Like many other students enrolled at a CSU, 18-year old Christopher Rodriguez relies on grants to cover campus expenses and other costs of living while at Cal State L.A. But what the first-year electrical engineering major and others don’t realize is the fate of their finances will be decided by the board of trustees who will vote on whether a potential tuition hike is in their future. 


The cost of enrollment isn’t the only problem at hand and students are not alone in their struggle. Last month the CSU Employees Union, California Faculty Association and other supporters rallied outside Chancellor Mildred Garcia’s office in Long Beach in opposition to the proposed 6% annual increase of tuition over the next five years. The chancellor’s office said the reason behind the proposal is the $1.5 billion funding gap between its revenues and costs.


 If implemented, tuition would be raised $342 for full-time undergraduate students beginning the 2024-24 school year, raising the cost to roughly $6000 to start and $7682 by 2028. The proposal claims that 60% of students would not be affected by the increase, because their tuition is fully covered by grants of waivers, however, it is expected to generate $840 million of which $280 million would go to the board’s grant program.

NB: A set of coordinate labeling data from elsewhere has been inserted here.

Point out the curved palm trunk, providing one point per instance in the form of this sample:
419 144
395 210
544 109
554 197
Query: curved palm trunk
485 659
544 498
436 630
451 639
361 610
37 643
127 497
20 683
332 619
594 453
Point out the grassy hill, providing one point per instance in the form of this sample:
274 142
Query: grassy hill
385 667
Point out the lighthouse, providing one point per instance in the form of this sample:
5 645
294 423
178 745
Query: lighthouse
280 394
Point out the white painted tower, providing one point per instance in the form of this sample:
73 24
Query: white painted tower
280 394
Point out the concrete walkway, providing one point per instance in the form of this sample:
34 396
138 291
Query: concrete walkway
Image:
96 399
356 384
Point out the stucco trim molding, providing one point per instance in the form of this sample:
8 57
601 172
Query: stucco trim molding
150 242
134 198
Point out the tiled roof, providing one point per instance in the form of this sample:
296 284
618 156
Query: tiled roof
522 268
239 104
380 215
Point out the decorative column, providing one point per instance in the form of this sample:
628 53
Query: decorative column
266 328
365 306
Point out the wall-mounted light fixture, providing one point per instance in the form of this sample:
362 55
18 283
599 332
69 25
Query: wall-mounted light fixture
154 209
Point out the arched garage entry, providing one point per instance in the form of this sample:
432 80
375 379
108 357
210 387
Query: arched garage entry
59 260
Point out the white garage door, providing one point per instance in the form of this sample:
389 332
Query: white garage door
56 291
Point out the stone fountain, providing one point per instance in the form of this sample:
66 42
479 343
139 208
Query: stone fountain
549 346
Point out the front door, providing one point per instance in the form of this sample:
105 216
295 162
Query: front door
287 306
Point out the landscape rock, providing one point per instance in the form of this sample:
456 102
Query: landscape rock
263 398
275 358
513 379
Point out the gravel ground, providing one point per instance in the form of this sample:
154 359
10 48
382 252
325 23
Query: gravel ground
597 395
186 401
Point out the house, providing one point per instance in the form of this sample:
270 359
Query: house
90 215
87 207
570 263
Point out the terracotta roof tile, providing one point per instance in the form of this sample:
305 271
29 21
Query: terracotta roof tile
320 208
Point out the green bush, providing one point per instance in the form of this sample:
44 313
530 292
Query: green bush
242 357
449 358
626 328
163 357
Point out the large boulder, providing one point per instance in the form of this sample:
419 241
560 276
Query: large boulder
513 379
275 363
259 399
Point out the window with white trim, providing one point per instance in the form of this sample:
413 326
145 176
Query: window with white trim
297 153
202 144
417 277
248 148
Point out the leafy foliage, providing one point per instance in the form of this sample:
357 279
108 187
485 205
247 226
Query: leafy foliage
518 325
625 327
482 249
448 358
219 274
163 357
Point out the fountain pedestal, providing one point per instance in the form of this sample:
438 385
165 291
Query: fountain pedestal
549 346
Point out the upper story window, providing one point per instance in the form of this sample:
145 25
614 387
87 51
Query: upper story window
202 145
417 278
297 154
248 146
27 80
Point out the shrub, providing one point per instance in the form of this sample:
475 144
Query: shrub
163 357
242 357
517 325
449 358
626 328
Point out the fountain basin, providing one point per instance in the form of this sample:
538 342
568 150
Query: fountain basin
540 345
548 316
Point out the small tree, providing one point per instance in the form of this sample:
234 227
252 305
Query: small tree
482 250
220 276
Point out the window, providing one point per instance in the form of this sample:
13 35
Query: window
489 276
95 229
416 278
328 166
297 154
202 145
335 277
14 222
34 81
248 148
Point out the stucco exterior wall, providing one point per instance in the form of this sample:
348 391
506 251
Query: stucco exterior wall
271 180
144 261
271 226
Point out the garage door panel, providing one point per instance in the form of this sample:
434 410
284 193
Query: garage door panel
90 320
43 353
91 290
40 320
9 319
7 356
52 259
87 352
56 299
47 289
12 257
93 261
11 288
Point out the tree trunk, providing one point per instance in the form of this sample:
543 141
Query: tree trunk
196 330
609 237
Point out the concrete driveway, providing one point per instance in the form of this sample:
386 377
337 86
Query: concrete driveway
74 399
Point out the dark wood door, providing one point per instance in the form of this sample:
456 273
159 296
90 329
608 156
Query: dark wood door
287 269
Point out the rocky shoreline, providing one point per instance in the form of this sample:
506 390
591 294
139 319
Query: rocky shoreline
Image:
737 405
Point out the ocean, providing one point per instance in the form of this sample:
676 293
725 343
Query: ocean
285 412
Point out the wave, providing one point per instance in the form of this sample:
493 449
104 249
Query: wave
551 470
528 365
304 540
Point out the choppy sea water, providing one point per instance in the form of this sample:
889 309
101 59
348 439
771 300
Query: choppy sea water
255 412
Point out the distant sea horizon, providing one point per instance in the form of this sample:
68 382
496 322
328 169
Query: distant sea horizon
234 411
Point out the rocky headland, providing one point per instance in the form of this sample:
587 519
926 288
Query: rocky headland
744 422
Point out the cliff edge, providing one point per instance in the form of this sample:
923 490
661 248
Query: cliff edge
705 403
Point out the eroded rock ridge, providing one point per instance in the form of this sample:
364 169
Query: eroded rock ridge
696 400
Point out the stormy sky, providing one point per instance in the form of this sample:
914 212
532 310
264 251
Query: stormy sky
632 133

Higher wages and outdated workspaces and materials are also issues addressed by employee unions which will be carried into the next rally on Sept. 12, when board members will finalize their decision. With two primary methods of funding, state grants and tuition, some students feel that the burden falls on their shoulders. 


“So many students at CSUs come from medium to low-income households so for their tuition to be increased, there might be some who aren’t able to afford it,” Rodriguez said. “I don’t know if the board is taking our finances into consideration. Even students with a job are struggling.”


A statement from CSU public affairs claimed that along with other rising costs, inflation over the last decade is a driving factor in the proposal, which has shot up 39% while tuition has jumped 5% during that time. 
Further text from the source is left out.